I'll look into it in the next few days and try to rerun ogbg-code2 with the current codebase (after the update to PyG2.0.4). Are you running the GPS config without any changes?

Here are the logs from 10 runs on which the paper results are based: https://github.com/rampasek/GraphGPS/blob/main/final-results.zip

For ogbg-code2 I also found a W&B plot: W B-code2

Sorry for the problems, I'll try to get back to you in the next few days. Ladislav

yanzhangnlp commented 2 years ago

Hi @rampasek ,

Yes, I use the default config file.

Best, Yan

rampasek commented 2 years ago

Hi @yanzhangnlp,

Here is W&B with 10 repeated runs (random seeds from 0 to 9) for the default ogbg_code2 config: https://wandb.ai/gtransformers/rerun_code2?workspace=user-rampasek (search for best/test_f1 panel)

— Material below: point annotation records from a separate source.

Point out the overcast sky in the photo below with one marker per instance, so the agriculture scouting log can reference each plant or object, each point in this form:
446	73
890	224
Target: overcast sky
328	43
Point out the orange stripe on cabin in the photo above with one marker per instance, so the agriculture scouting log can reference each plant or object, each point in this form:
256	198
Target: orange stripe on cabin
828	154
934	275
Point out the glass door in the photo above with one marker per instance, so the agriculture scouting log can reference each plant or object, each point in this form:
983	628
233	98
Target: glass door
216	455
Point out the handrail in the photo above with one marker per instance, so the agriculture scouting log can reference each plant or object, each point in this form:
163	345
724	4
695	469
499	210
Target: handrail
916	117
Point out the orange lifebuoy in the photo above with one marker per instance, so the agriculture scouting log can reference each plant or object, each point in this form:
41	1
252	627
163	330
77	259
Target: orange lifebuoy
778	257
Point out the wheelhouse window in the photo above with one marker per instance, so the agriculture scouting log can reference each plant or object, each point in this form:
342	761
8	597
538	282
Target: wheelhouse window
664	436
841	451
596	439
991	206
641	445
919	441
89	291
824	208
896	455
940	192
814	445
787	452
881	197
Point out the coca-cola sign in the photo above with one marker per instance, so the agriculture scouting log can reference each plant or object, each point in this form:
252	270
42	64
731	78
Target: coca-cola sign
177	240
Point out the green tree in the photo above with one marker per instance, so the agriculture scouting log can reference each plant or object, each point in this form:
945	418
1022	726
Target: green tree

So far it seems to be replicating the curve I posted before (currently the jobs are still running as I’m writing this).

I run the code that is on GitHub, no modification at all, I made a clean copy and re-downloaded the dataset. I use Python 3.9, PyTorch 1.10, PyG 2.0.4. I also ran conda list —export on my conda environment and I attach the output: requirements_GraphGPS.txt

Please let me know if you figure out what may be the issue, it seems to work ok on my end. Ladislav

rampasek commented 2 years ago

Hi @msadegh97, please see PR #11 for running inference using a pre-trained GPS model.

With that all questions in this issue are closed.